Virulence factors are gene products that facilitate the microorganism to launch itself as a pathogen. These factors enable its interaction with the cells inside a host. There is huge list of virulence factors, which includes cell surface protein and carbohydrates for attachment and protection respectively, bacterial toxins and hydrolytic enzymes. For identification of these factors in N. meningitidis H44/76, we had used VICMpred [40] and VIRULENTpred [41]. These methods are based on Support Vector Machine (SVM). The accuracy rate of VICMpred and VIRULENTpred is 70.75% and 81.8% respectively. The results are produced in Supplementary Table A.6.

2.7. Protein-Protein Interaction Prediction

It is crucial to gather system level information of the cellular functions. It requires correct annotation of functional interactions among proteins. In bioinformatics, we have several computational tools to detect these interacting partners. Here, we have used STRING 9.1 database to search known and predicted protein interacting partners (Supplementary Table A.5). These relations can be physical or functional interactions. STRING is an integrated tool that uses data from genomic context, high throughput experiments, conserved/co-expressed and from previous knowledge available in the text [42].

3. Results and Discussion

3.1. Sequence Analysis

The BLASTp was used to analyze HP sequences on the basis of homology. We had analyzed 525 HPs out of which 334 had been predicted to have their homologs (Supplementary Table A.3). These results were used for precise functional annotation of HPs in N. meningitidis along with the results obtained from other analysis. For example, HP E6MU35 was found similar to alanine racemase protein. HP E6MU60 was found to be homologous to cyanate hydratase.

3.2. Physiochemical Characterization

On the basis of instability index computed by ProtParam, 311 proteins were found stable (Supplementary Table A.1). The instability index for HPs was ranging from 40.01 to 82.07. The HPs belonging to this range were found to be unstable. Other analysis performed by ProtParam for the physiochemical characterization of HPs. The pI prediction helps in developing the buffer systems which are crucial for Isoelectric Focusing. Extinction coefficient was predicted on the basis of the concentration of Cys, Trp and Tyr amino acids within the protein sequence. It is important to know about extinction coefficient of the proteins in the drug development process. The Extinction coefficient helps in studying the protein-ligand and protein-protein interactions. Aliphatic index depends on the presence of aliphatic groups in the sequence. The number of aliphatic residues in the protein sequences increases the incidence of thermal stability in the case of globular proteins. The higher the aliphatic index, greater will be the protein’s thermal stability. GRAVY value helps in determining the extent of protein-water interaction. The HPs, predicted with low GRAVY score are likely to interact better with water [13].
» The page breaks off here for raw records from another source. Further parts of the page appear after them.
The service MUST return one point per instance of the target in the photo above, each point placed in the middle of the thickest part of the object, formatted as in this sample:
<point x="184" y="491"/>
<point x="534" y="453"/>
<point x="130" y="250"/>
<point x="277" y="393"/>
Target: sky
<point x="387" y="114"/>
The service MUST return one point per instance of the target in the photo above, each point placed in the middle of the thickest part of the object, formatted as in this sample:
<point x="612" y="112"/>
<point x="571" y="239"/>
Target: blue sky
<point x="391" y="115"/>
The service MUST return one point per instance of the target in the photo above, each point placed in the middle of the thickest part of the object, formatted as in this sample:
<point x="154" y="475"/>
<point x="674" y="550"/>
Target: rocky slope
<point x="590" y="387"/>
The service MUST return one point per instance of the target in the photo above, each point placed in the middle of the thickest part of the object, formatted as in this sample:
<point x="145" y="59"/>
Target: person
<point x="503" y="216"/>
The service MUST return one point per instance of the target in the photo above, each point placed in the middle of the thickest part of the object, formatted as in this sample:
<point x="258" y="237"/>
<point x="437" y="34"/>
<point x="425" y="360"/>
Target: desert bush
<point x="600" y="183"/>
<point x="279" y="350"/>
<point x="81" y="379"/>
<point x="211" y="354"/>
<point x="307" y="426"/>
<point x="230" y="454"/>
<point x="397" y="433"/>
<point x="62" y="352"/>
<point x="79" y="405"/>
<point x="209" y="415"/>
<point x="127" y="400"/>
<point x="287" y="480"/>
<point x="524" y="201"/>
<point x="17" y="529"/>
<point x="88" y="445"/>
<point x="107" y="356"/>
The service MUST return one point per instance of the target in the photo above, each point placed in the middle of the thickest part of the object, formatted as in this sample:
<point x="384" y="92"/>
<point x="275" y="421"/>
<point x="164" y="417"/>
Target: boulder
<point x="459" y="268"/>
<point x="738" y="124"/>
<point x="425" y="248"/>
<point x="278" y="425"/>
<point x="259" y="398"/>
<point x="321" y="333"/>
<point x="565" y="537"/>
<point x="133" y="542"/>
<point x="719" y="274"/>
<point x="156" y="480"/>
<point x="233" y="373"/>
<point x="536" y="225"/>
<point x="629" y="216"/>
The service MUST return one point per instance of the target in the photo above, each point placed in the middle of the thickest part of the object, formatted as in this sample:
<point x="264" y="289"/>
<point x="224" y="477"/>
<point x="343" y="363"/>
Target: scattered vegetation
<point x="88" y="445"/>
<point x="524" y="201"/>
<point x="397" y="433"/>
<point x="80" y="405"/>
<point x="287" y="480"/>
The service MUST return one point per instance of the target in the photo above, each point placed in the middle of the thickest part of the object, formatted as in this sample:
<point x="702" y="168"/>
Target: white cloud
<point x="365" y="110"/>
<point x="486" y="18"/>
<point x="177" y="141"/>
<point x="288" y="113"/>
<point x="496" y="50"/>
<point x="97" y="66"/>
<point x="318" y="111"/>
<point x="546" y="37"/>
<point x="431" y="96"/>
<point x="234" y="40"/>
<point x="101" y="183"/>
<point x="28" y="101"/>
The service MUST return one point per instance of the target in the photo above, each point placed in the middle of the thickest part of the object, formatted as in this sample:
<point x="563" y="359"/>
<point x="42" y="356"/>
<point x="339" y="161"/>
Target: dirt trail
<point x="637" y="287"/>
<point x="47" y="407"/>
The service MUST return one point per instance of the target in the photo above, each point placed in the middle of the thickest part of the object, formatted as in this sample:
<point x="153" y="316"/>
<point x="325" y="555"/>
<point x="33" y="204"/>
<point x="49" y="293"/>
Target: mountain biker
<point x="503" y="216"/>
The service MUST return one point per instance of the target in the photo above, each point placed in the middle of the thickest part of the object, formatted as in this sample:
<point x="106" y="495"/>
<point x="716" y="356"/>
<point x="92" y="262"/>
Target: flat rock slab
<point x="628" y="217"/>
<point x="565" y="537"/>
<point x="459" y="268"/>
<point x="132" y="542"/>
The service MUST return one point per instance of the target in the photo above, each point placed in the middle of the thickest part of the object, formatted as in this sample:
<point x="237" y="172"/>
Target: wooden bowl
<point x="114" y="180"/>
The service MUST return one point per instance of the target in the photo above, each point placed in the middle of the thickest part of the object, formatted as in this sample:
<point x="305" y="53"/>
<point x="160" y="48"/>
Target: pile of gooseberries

3.3. Subcellular Localization Analysis

We have characterized 525 HPs into five subcellular localizations namely cytoplasmic, inner-membrane, outer-membrane, periplasmic and extracellular proteins. These five locations are characteristic to gram-negative bacteria. Out of these 525, 219 HPs are predicted to be in cytoplasm and 84 HPs as membrane bound proteins including inner membrane and outer membrane proteins. 56 HPs are predicted as periplasmic proteins and rest found to be extracellular (Supplementary Table A.2). We have found 150 HPs, which are having transmembrane helices (TMH). The prediction of membrane proteins is important, as they are vital for survival. TMH constitute these membrane proteins, which are key component in cell-cell signaling, ion and solute transportation and self-recognition. The membrane bound receptors are very significant in pharmaceutical industry [43].

3.4. Functional Analysis

We have analyzed 525 hypothetical protein sequences of N. meningitidis strain H44/76 for further characterization by searching functional motifs, domains, families, superfamilies and clusters present in them. The results are deduced on the basis of predictions made by latest bioinformatics tools (Supplementary Table A.3, Table A.4). We have successfully assigned functions to 202 proteins with high confidence. We have categorized these HPs into 91 enzymes, 25 binding proteins, 28 transporters, 9 immunity proteins, 6 bacteriophage related proteins and 43 regulatory proteins illustrated in Fig. 1. We have found well-conserved domains in 167 HPs. Many HPs contain domains with enzymatic activities and predicted as hydrolases, oxidoreductases, transferases, isomerases, lyases, ligases, kinases, phosphatases etc.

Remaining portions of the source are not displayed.